驚いているシェリーにかつて在った未来のことを話してやった。
俺がロビンだったのは話が複雑になるので隠したが、初めてであった戦場での出来事、それから初めての…、いろいろとシェリーとの思い出を語ってやった。
もちろんシェリーの最期は話していない。
”でも結局シェリーはアーサー一筋だったんだけどね”
なんて言えるものではない。
俺にだってその辺のプライドは有るのだ。
そのころアーサーは常に別の女性と一緒だったとも言わない。
だって彼の相手としてマリシアの名前が出てしまうからね。
”さすがボク、アーサーより絶対クリス様のほうがいいって分かってたんだ”
腋の下につめたい汗をかいてしまったのは秘密です。
食後は武器庫に行って、やはり俺の槍になるはずの針が無いことを確認し、シェーリーに聖戦士アーサーが使っていた長剣と盾を探し出して装備させた。
マリシアがあの時使っていた杖もここにあり、唯一まともに使用された遺産がこの武器庫だった。
武器庫と防具庫からめぼしいものを数点持ち出した後、残りはランク順にそれぞれの艦に分けて収納した。

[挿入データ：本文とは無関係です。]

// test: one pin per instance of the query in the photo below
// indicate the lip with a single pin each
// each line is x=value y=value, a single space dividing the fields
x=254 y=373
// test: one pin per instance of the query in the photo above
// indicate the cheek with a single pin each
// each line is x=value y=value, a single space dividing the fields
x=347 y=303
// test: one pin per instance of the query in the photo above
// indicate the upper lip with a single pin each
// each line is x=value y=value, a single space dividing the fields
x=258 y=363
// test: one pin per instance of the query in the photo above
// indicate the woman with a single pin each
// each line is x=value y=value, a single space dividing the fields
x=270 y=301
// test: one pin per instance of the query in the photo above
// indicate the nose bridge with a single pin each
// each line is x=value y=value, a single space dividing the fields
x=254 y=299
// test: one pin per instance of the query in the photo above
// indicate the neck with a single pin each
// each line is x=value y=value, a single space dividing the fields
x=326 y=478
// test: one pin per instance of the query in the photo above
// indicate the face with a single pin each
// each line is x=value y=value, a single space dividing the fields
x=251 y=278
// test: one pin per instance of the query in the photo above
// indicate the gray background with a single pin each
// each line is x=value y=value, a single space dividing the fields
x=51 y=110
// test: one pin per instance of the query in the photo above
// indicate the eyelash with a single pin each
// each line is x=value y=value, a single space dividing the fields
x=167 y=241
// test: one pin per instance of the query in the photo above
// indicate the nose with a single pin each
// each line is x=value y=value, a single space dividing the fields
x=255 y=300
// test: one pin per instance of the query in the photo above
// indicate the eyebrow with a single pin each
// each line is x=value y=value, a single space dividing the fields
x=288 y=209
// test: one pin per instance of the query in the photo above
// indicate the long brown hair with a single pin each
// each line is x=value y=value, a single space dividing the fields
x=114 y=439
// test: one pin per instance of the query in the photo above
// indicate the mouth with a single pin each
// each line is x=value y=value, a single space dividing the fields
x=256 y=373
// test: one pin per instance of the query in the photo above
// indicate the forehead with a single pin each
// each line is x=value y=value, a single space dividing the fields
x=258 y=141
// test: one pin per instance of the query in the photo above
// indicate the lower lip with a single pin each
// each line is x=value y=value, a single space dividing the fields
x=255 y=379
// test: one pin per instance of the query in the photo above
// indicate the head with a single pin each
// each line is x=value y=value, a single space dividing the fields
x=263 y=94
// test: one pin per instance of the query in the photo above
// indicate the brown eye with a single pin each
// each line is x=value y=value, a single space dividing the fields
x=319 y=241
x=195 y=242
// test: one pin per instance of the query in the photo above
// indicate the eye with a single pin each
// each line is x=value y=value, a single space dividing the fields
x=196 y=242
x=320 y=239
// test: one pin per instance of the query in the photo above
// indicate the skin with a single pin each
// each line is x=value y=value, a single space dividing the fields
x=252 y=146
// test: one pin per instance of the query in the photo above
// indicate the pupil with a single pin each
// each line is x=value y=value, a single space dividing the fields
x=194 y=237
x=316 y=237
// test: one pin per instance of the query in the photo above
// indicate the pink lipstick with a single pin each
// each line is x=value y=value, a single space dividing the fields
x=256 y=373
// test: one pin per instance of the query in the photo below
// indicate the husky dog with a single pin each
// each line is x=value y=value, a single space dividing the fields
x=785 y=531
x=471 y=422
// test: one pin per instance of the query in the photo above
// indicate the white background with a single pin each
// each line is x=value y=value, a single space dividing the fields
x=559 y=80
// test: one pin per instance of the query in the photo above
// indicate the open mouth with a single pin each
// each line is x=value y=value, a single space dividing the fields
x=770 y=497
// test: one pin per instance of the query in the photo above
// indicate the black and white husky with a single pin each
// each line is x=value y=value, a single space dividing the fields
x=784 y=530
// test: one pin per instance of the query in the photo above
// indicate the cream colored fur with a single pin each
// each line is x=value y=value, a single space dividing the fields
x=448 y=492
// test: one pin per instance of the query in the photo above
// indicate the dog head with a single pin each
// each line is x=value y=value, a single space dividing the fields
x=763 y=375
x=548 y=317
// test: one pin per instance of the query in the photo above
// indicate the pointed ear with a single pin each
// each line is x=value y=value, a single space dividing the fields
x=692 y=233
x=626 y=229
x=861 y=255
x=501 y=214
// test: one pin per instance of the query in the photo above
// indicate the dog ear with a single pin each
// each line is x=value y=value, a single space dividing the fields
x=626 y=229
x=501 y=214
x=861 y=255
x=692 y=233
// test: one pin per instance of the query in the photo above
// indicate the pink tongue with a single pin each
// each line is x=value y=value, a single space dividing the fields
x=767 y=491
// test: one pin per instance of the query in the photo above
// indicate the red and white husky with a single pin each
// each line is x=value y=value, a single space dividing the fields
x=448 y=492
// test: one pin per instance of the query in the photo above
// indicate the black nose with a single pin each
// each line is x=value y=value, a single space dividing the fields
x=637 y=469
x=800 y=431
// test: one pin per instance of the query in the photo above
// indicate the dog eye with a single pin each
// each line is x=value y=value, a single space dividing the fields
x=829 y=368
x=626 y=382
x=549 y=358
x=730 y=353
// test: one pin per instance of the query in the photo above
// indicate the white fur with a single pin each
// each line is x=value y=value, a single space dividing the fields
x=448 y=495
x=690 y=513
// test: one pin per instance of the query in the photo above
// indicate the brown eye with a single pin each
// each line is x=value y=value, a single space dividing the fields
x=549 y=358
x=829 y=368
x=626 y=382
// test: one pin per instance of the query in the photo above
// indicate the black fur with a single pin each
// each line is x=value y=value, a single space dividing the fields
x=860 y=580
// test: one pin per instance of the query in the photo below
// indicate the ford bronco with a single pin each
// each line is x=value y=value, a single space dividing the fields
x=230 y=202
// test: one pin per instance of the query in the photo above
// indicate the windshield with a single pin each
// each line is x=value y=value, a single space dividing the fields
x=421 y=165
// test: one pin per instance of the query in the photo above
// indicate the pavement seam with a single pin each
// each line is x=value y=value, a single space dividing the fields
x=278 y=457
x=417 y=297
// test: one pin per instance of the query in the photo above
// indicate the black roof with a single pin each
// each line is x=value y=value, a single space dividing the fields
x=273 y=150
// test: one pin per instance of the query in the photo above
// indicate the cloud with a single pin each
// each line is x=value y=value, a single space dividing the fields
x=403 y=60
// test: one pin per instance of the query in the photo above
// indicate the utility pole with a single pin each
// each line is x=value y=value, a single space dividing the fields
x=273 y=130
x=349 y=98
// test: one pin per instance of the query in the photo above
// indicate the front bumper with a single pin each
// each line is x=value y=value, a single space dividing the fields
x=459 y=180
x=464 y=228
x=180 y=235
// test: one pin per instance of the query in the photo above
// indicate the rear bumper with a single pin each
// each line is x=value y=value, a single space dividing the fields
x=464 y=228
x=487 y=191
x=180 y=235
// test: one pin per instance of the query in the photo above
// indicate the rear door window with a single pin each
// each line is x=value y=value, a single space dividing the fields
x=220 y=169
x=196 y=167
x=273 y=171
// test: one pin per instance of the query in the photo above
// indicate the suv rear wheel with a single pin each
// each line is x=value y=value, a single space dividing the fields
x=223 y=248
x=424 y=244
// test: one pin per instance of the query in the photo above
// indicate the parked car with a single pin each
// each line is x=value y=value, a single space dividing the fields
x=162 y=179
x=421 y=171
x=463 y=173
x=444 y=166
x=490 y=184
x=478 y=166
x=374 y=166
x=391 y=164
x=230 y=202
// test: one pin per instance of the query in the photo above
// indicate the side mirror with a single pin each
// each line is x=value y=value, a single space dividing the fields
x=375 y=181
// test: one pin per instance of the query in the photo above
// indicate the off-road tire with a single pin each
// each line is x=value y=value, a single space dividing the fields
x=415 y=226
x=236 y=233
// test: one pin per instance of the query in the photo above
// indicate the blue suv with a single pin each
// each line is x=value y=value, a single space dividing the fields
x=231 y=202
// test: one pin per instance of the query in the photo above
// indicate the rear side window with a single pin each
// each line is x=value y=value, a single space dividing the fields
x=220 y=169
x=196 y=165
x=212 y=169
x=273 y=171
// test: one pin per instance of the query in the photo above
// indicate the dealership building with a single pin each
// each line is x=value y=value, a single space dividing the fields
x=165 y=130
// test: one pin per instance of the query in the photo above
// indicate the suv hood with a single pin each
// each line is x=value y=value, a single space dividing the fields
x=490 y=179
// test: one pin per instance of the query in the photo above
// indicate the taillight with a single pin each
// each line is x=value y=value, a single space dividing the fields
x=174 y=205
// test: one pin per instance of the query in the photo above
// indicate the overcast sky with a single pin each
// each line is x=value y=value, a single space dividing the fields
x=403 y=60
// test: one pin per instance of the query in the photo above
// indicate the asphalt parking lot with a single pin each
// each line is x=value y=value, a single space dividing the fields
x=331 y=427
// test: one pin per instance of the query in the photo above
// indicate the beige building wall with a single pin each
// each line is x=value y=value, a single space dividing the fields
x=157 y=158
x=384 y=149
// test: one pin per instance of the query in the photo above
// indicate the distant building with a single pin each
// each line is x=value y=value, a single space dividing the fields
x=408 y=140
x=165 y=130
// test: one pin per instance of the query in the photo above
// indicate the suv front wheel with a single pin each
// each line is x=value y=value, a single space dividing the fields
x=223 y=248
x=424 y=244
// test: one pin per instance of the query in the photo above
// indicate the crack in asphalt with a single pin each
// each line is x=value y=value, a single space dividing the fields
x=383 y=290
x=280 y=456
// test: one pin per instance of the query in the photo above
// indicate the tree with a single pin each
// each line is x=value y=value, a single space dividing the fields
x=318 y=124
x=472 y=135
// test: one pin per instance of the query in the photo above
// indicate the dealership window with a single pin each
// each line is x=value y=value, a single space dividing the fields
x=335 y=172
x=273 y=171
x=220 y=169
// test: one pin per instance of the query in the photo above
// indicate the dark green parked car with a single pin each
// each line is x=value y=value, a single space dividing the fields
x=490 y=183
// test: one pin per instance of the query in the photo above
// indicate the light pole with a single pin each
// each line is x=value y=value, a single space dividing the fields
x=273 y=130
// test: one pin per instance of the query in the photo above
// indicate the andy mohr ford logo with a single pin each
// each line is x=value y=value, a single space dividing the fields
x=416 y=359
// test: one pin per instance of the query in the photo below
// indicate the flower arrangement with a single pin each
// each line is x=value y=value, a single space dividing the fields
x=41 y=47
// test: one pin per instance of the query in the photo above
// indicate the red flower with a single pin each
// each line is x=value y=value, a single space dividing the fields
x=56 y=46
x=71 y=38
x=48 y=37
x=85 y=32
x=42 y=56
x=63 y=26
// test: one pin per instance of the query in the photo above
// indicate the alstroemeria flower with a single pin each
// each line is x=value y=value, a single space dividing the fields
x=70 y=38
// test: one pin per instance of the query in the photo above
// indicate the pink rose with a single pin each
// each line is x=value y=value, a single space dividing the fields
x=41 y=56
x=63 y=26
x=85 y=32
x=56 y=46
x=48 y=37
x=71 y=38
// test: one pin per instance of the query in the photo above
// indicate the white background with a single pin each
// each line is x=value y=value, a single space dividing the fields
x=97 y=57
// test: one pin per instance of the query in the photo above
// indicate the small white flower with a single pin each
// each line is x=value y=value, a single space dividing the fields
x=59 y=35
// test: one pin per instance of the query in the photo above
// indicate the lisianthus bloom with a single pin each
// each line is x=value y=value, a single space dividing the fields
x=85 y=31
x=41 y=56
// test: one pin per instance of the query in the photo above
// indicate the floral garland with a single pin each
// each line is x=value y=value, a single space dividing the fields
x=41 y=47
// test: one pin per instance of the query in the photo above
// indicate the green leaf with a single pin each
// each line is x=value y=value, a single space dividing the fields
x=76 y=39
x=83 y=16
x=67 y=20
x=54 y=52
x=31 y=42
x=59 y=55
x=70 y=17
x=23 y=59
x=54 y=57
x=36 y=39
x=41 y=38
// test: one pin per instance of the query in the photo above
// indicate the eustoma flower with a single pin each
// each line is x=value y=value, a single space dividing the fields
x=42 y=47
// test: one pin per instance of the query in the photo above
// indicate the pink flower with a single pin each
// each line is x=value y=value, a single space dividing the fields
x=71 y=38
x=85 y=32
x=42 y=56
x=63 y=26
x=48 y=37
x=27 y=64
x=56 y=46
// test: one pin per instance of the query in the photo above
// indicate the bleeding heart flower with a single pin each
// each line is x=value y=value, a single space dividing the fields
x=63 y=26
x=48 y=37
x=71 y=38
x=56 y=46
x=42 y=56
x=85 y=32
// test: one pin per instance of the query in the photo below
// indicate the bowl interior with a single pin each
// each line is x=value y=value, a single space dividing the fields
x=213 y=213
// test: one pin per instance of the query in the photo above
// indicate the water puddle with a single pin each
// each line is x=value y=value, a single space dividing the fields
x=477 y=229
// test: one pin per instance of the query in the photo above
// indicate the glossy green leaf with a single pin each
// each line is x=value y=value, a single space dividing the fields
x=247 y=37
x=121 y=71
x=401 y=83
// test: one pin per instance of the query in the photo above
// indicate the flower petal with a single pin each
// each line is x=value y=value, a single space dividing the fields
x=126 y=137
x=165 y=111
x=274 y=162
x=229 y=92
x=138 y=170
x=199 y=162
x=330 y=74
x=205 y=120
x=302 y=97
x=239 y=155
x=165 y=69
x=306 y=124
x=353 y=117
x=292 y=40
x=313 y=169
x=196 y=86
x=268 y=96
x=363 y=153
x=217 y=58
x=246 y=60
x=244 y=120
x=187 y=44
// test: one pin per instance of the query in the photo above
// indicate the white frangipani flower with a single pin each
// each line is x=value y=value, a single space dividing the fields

その夜は指令官室に泊ったのだが、忙しくて寝る直前までベッドが一つしかないのに気がつかなかった。
そして俺が女の子を床に寝かせるはず無いじゃないか…。
マリシアたちへの土産も出来たし、艦の艤装が終わったら帝都にこの遺跡を報告しに行くついでに会いに行くことにしよう。
この時はまだマリシアに何が起きているか、俺は全く知らなかった。